Roche has ended two Huntington's disease drug programs built around gene-silencing, an approach whose genetic logic has never been in doubt but whose clinical translation has now failed twice inside the same company. The terminations were announced in a community letter from Roche to patients on 2026-07-10 (HDBuzz, drawing on Roche's letter), taking out a Phase 2 antisense oligonucleotide that had reached late-stage testing and a first-in-human candidate that had not. Huntington's is a fatal inherited neurodegenerative disease with no approved therapy that modifies its course, and the patient community that has tracked these programs now watches its treatment pipeline thin out further.
The two programs died for different reasons. The first, GENERATION HD2, tested tominersen, a total huntingtin-lowering antisense oligonucleotide (a synthetic strand of DNA-like chemistry that binds the huntingtin protein's messenger RNA and marks it for destruction), developed with Ionis. It failed to meet a primary endpoint on clinical progression, the standard scale used to capture walking, cognition, and independence (Endpoints News, BioPharma Dive). The second, POINT-HD, tested RG6496, a newer ASO that selectively lowers only the expanded form of huntingtin produced by the mutant allele. Roche halted it because animal studies suggested the molecule would not tolerate the chronic dosing a Huntington's patient would need over a lifetime, raising doubts about whether intrathecal injections could be sustained across decades of treatment. Roche has stressed the two decisions were independent, drawn from different datasets, and unrelated to patient safety (HDBuzz).
Tominersen worked at the molecular level.

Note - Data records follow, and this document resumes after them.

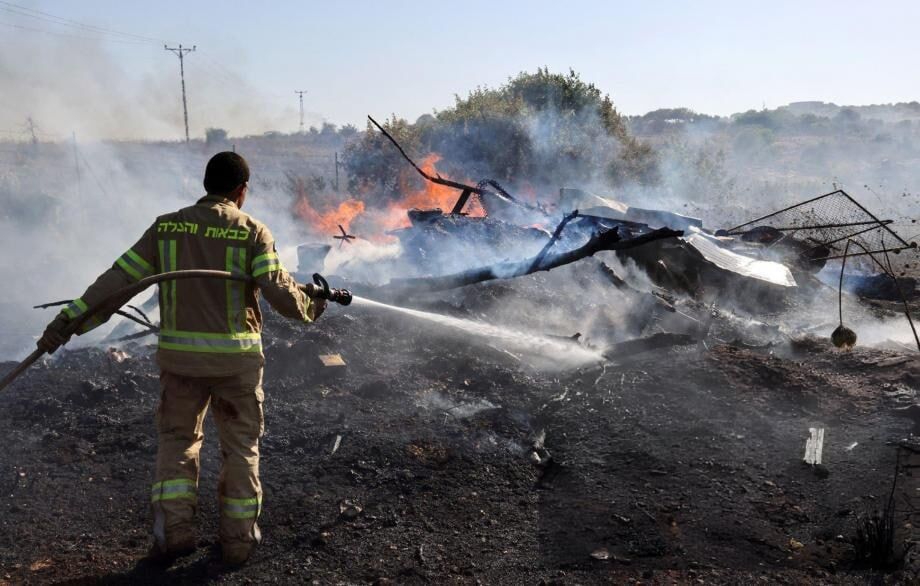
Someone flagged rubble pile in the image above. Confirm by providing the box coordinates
[0,136,920,584]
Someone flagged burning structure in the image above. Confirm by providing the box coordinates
[0,108,920,583]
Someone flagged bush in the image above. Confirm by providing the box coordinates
[344,69,658,195]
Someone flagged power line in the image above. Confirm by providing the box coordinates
[0,22,154,46]
[0,0,162,44]
[163,45,197,143]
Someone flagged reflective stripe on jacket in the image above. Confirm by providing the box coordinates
[64,195,313,376]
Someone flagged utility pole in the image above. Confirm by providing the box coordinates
[335,151,342,193]
[294,90,307,134]
[70,130,86,222]
[26,116,38,145]
[163,45,197,142]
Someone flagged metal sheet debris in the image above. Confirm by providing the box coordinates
[681,228,797,287]
[319,354,345,366]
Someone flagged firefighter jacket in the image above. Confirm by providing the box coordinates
[63,195,314,376]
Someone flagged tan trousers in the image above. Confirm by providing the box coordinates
[151,369,265,551]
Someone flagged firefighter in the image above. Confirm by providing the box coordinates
[38,152,326,565]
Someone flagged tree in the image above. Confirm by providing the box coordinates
[345,69,658,198]
[204,128,227,146]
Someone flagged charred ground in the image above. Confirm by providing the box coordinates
[0,259,920,584]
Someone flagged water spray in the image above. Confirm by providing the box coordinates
[353,296,606,366]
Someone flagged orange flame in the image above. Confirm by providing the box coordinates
[294,195,364,234]
[382,153,486,230]
[294,153,486,240]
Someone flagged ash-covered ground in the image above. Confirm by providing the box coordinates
[0,259,920,584]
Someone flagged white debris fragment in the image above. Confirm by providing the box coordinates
[805,427,824,466]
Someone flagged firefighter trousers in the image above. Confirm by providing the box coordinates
[151,368,265,551]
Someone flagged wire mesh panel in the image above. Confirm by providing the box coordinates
[726,189,920,276]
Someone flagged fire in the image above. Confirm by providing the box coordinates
[294,153,486,240]
[294,195,364,234]
[382,153,486,230]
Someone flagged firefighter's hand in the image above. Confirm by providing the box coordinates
[37,315,70,354]
[310,297,329,321]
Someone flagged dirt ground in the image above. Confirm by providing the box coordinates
[0,266,920,584]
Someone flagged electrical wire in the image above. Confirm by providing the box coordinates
[0,0,163,44]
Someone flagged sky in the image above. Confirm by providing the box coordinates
[0,0,920,138]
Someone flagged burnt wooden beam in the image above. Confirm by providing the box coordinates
[375,228,684,298]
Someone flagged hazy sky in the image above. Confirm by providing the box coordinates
[0,0,920,137]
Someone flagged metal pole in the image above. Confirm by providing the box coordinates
[163,45,197,143]
[294,90,307,134]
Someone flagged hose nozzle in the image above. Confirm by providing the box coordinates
[300,273,352,305]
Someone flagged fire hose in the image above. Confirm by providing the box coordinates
[0,269,352,391]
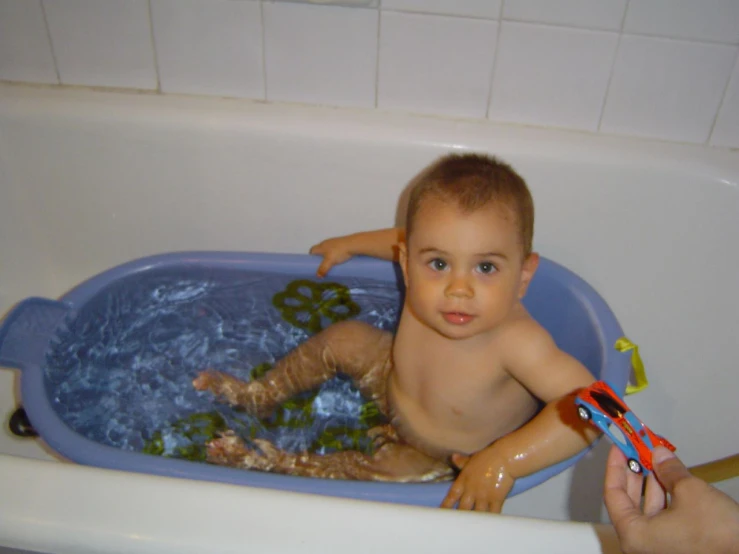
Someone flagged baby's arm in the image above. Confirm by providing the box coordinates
[310,227,405,277]
[442,321,598,513]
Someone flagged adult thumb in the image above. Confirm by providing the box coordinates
[652,446,691,494]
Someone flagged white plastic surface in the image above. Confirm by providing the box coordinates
[0,455,624,554]
[0,85,739,552]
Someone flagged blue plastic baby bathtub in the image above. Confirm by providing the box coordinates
[0,252,630,506]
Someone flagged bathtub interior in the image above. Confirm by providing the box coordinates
[0,248,630,507]
[0,81,739,520]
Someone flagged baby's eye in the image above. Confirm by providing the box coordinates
[428,258,447,271]
[477,262,497,275]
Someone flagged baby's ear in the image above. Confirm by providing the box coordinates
[398,240,408,287]
[518,252,539,300]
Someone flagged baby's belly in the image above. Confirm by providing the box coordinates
[388,378,489,460]
[387,374,536,460]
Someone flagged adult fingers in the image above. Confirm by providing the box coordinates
[603,446,641,529]
[652,446,691,494]
[643,473,666,517]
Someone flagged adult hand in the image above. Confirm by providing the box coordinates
[604,446,739,554]
[441,446,514,514]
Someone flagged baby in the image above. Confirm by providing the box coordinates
[194,154,596,512]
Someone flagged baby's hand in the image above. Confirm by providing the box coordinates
[441,447,514,514]
[309,237,352,277]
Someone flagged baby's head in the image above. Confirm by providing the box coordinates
[406,154,534,260]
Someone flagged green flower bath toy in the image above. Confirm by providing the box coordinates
[272,279,360,334]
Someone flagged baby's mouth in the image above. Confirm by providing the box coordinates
[442,312,475,325]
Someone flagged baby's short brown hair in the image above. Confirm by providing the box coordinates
[406,153,534,254]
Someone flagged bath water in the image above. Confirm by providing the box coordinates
[45,266,401,458]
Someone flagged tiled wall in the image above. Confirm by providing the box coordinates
[0,0,739,148]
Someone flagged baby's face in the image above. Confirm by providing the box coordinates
[400,197,536,339]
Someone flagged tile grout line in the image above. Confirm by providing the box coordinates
[704,47,739,146]
[146,0,162,94]
[38,0,62,85]
[374,5,382,109]
[485,0,505,120]
[595,0,631,133]
[259,1,267,102]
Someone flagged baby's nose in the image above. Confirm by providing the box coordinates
[446,274,474,297]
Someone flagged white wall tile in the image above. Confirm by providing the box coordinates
[382,0,501,19]
[262,3,379,107]
[0,0,58,83]
[711,54,739,148]
[601,36,736,143]
[377,12,498,117]
[503,0,626,31]
[44,0,157,89]
[624,0,739,44]
[151,0,264,99]
[488,21,618,131]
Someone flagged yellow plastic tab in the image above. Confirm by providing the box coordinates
[614,337,649,394]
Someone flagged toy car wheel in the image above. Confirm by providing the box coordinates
[577,406,593,421]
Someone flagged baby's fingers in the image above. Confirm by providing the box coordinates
[441,481,464,509]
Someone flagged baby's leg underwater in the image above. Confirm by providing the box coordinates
[193,321,392,417]
[208,433,454,483]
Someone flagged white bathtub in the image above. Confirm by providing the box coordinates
[0,85,739,553]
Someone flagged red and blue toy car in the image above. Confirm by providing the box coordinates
[575,381,675,475]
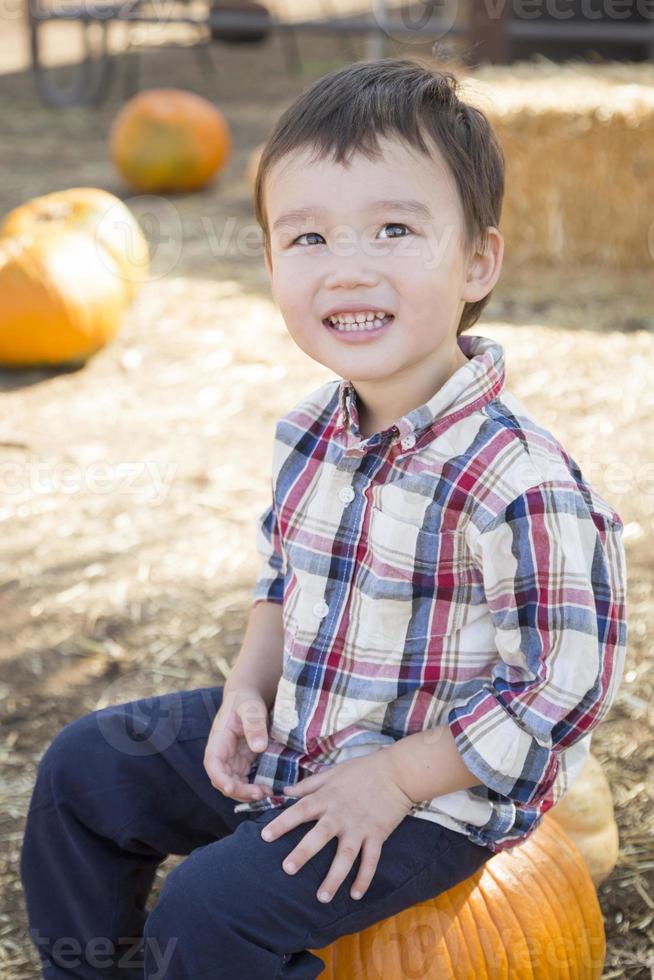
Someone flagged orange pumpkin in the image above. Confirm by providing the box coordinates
[548,752,620,887]
[109,88,231,193]
[0,225,127,367]
[311,814,606,980]
[0,187,150,300]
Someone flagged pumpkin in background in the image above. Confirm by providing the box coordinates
[310,814,606,980]
[0,224,127,367]
[548,752,620,887]
[109,88,231,193]
[0,187,150,300]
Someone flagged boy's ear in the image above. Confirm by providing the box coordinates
[461,226,504,303]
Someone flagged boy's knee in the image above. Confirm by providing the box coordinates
[35,711,116,803]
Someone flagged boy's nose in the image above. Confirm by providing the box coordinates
[325,257,380,289]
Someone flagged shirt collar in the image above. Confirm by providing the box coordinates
[337,333,505,451]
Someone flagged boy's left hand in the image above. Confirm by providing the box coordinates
[261,749,414,901]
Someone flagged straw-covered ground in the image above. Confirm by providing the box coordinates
[0,19,654,980]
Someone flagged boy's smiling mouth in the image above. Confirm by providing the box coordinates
[322,310,394,341]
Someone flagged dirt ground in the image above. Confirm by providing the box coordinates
[0,15,654,980]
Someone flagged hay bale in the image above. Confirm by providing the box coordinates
[461,59,654,269]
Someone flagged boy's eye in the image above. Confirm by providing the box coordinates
[293,221,411,246]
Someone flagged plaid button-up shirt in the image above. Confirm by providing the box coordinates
[234,333,627,851]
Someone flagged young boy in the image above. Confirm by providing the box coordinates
[22,59,626,980]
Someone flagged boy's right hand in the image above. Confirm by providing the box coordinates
[208,688,268,802]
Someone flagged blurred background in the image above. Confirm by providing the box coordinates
[0,0,654,980]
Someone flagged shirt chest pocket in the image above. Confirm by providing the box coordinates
[361,507,478,649]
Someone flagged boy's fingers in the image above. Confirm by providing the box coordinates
[240,699,268,752]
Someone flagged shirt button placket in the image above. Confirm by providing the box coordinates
[313,599,329,619]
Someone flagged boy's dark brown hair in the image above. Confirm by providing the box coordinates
[254,58,505,336]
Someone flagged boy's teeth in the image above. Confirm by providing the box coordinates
[329,310,389,330]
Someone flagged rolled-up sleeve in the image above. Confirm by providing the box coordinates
[252,482,286,606]
[447,483,627,804]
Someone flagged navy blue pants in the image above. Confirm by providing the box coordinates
[20,687,492,980]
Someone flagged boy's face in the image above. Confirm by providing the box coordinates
[265,138,502,387]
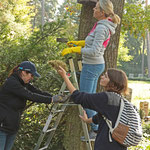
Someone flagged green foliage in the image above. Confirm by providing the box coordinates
[117,34,133,66]
[122,0,150,38]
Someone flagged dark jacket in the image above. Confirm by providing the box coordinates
[71,90,127,150]
[0,73,52,133]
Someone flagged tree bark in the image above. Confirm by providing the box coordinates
[52,0,124,150]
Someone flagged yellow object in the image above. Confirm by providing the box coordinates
[67,40,85,47]
[61,46,81,56]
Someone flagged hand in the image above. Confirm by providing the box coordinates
[61,46,81,56]
[57,66,67,78]
[52,94,70,103]
[79,110,88,122]
[67,40,85,47]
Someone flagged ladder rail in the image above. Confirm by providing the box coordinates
[34,58,92,150]
[69,59,92,150]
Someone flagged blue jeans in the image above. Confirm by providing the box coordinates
[80,64,105,130]
[0,131,16,150]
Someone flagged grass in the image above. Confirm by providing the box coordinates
[128,80,150,108]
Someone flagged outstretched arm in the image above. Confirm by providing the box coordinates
[79,110,93,123]
[57,66,77,94]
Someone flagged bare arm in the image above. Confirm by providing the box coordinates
[57,66,76,94]
[79,110,93,123]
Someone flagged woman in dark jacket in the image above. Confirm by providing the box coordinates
[0,61,62,150]
[58,67,128,150]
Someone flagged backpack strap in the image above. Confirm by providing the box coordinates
[102,93,124,142]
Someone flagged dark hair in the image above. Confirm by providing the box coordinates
[105,68,128,95]
[8,65,30,77]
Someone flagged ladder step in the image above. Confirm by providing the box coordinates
[81,139,95,142]
[46,128,56,133]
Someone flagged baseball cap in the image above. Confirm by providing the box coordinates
[19,61,40,77]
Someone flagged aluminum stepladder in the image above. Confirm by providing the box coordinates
[34,58,92,150]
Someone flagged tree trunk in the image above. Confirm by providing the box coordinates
[51,0,124,150]
[105,0,124,68]
[146,30,150,78]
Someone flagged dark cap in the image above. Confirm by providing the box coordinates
[19,61,40,77]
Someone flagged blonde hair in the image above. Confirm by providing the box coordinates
[98,0,120,24]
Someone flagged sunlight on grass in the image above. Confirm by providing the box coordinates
[128,80,150,108]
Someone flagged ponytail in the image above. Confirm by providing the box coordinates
[111,14,120,24]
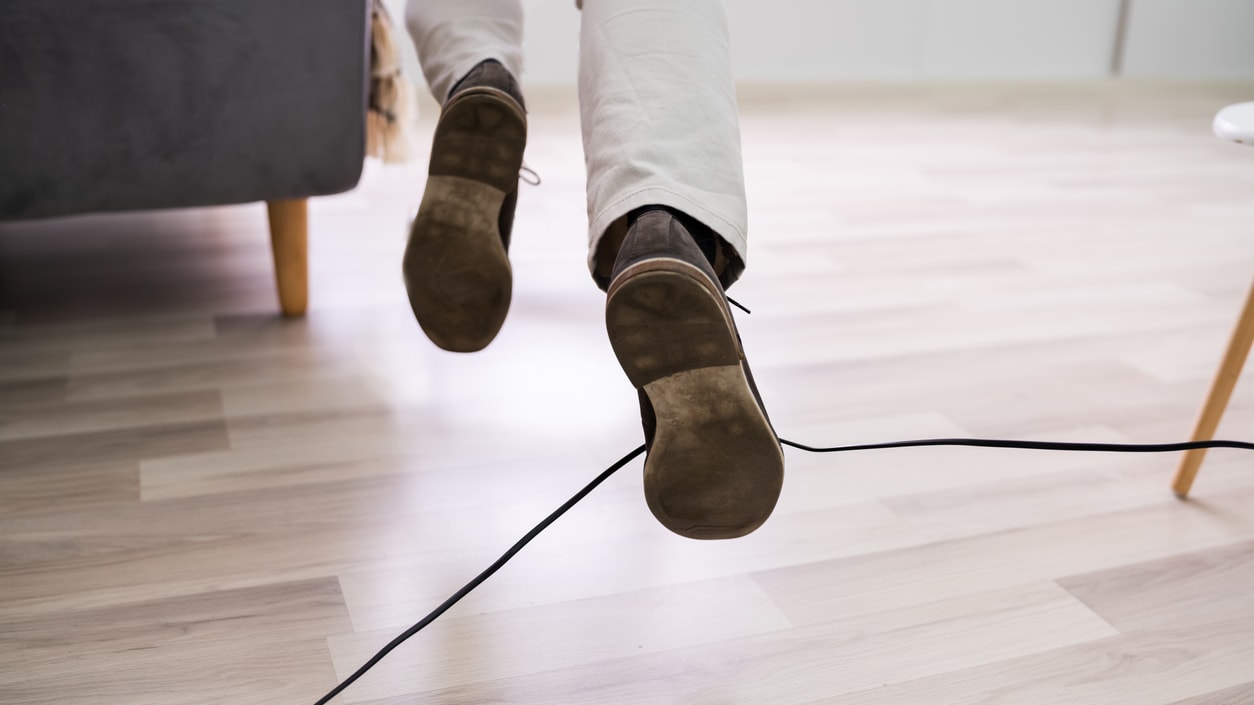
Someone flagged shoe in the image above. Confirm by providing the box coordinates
[606,209,784,538]
[401,60,527,353]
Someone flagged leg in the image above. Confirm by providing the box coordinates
[266,198,308,317]
[579,0,784,538]
[579,0,747,287]
[1171,277,1254,499]
[403,0,527,353]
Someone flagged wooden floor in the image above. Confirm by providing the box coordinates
[0,84,1254,705]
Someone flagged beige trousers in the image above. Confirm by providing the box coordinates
[406,0,747,279]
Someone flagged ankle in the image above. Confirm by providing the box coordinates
[627,206,727,273]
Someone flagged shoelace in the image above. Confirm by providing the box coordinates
[315,438,1254,705]
[518,162,540,186]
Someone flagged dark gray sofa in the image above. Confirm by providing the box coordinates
[0,0,370,315]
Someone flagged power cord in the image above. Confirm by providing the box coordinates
[315,438,1254,705]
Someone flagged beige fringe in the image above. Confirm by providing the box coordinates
[366,0,418,162]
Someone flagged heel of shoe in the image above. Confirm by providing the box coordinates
[403,176,513,353]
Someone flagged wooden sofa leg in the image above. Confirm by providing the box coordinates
[266,198,308,317]
[1171,277,1254,499]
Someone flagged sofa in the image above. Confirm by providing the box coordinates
[0,0,370,316]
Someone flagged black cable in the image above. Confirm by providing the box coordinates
[780,438,1254,453]
[314,438,1254,705]
[315,445,645,705]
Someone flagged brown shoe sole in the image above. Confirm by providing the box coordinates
[403,88,527,353]
[606,258,784,538]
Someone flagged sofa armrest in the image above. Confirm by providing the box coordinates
[0,0,370,218]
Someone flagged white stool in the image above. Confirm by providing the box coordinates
[1171,103,1254,499]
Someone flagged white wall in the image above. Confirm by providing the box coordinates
[1124,0,1254,79]
[385,0,1254,84]
[726,0,1119,80]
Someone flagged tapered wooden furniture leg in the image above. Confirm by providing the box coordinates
[266,198,308,317]
[1171,277,1254,499]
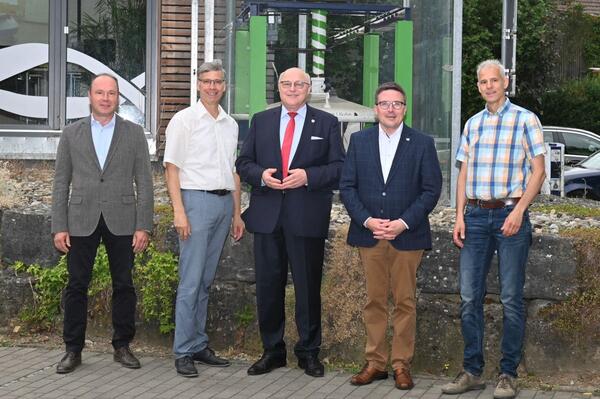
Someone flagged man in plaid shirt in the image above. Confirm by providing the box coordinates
[442,60,545,399]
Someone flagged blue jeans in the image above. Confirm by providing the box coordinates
[173,190,233,358]
[459,205,531,377]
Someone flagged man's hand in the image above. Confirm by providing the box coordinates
[367,218,406,241]
[262,168,283,190]
[375,219,406,241]
[173,211,192,241]
[54,231,71,254]
[367,218,390,240]
[131,230,150,254]
[283,169,308,190]
[500,208,523,237]
[231,215,246,241]
[452,217,465,248]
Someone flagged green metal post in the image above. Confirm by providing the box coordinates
[363,34,379,107]
[233,30,250,114]
[394,21,413,126]
[248,16,267,118]
[442,36,452,113]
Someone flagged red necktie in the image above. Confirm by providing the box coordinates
[281,112,298,179]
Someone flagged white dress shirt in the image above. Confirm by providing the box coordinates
[163,101,238,191]
[90,114,117,169]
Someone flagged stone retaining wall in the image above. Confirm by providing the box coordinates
[0,206,600,376]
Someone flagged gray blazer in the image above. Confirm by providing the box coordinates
[52,115,154,236]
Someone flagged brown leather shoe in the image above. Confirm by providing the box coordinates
[394,369,415,391]
[350,363,387,385]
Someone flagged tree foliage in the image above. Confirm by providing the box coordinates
[462,0,556,122]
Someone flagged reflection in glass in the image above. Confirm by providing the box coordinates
[0,0,48,125]
[66,0,146,125]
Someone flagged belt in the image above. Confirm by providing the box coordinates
[467,197,521,209]
[198,190,231,197]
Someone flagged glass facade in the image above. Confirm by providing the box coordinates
[0,0,149,130]
[0,0,49,127]
[66,0,146,125]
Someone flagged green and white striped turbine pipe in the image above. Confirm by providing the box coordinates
[310,10,327,76]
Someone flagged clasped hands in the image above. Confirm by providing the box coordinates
[367,218,406,240]
[262,168,308,190]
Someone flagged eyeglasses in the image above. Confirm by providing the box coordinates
[377,101,406,109]
[279,80,310,89]
[200,79,225,86]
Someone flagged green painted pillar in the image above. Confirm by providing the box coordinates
[248,16,267,118]
[442,37,452,113]
[363,33,379,107]
[233,30,250,114]
[394,21,413,126]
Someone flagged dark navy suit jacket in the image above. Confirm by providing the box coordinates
[340,125,442,250]
[236,106,344,237]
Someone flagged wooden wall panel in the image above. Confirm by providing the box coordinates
[157,0,241,157]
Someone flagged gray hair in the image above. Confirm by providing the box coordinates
[88,72,119,93]
[278,67,310,83]
[477,60,506,79]
[198,60,225,79]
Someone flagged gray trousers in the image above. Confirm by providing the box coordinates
[173,190,233,358]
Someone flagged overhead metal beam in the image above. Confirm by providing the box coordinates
[240,0,398,20]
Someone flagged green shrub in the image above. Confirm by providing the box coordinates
[12,245,178,334]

In earlier studies it became the first drug ever shown to lower huntingtin in people. In GENERATION HD2, cerebrospinal fluid measurements of mutant huntingtin fell, and a neurodegeneration marker called neurofilament light chain dropped in both spinal fluid and blood. The clinical scores, the ones that capture walking, cognition, and independence, did not move enough to declare benefit.
This is the second time tominersen has failed at this translation step. Roche halted the Phase 3 GENERATION HD1 in 2021 after the trial's data and safety monitoring board judged the benefit-risk balance unfavorable; a post-hoc analysis later suggested younger patients with lower CAG repeat counts, the genetic expansion that drives the disease, might still benefit. GENERATION HD2 was built to test that narrower hypothesis. It has now returned a negative result on the primary endpoint, weakening the case that patient selection alone could rescue what the broader population could not (Endpoints News, STAT+).
The wider pattern is recalibration, not refutation. Huntington's is caused by a single dominant toxic gene, which is why silencing it has anchored the field's drug-development work since the disease-causing mutation was identified. That genetic logic still anchors the work. What is now in play is the harder clinical question: how to get a silencing drug into enough neurons, at the right dose, for long enough, and measure benefit on timelines that match a disease unfolding over decades. Other sponsors are still pushing. uniQure and Wave Life Sciences remain the field's most watched alternatives still standing: uniQure is testing a one-time gene therapy, Wave a next-generation allele-selective ASO. Whether either can clear the same clinical translation bar that tominersen has now failed to clear twice is the question now hanging over the field.
For the patient community, the wait continues. The next data from uniQure and Wave will be the live tests of whether lowering huntingtin can move the clinical needle, not just the biomarker one. Until then, huntingtin-lowering will remain the field's most biologically certain bet and its least clinically proven one.